Hello,
I’m using RASA on WSL 2, with Ubuntu (Windows Build - 22000.71). For a while, I used it with my CPU, but I decided to switch to my GPU for obvious performance reasons (note that my models are not very big, by the way).
I have a GTX 1080Ti, and I installed every needed CUDA library. However, I face a couple of issues.
First, I have this warning each time I used rasa train
or rasa run
:
2021-07-22 12:08:31.392488: E tensorflow/stream_executor/cuda/cuda_gpu_executor.cc:968] could not open file to read NUMA node: /sys/bus/pci/devices/0000:02:00.0/numa_node
Your kernel may have been built without NUMA support.

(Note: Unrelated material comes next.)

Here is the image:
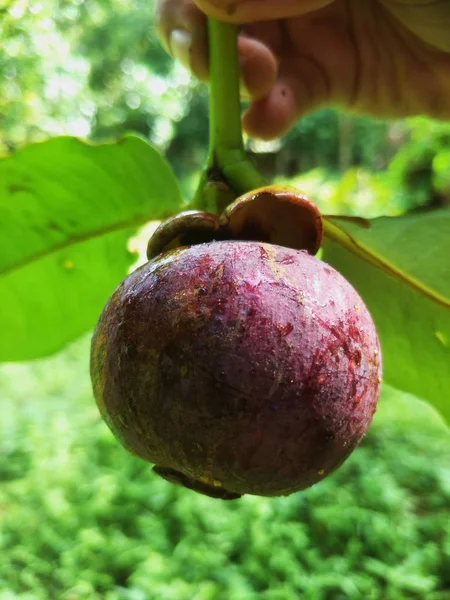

However, I read somewhere that’s a benign warning, which can be safely ignored. Please let me know if it’s wrong.
Second, I didn’t notice any speed gain. Any call to the classic RASA webhook endpoint may takes between 150ms and 1.5/2s. I would understand whether I had big models running, but I just have a dozen of intents with 5 to 15 examples for each intent, and the corresponding responses, with a bunch of additional rules and 2 basic stories. Nothing exceptional here, with a default config. Do you have any idea why it might take so long and why the GPU does not speed anything?
Third, and this is the most annoying / frustrating part, RASA makes use of 9 Gb of VRAM (not RAM). 9 out of 11 Gb are dedicated to the rasa server when it’s running, and I didn’t find anything on how to limit it. Is there any way to reduce the memory consumption? Moreover, why does it use the VRAM if there isn’t any speedup ? The GPU tensorflow device in background is created, but this is not faster than using my CPU.
Note that my computer is quite old, it still makes use of DDR3, the motherboard is deprecated and I have an i7 4960X, which does not support latest instructions, but still, I’m confused on what’s happening here.
I can provide more information if needed, of course.
Thank you in advance for your help.
Best regards,
Armillus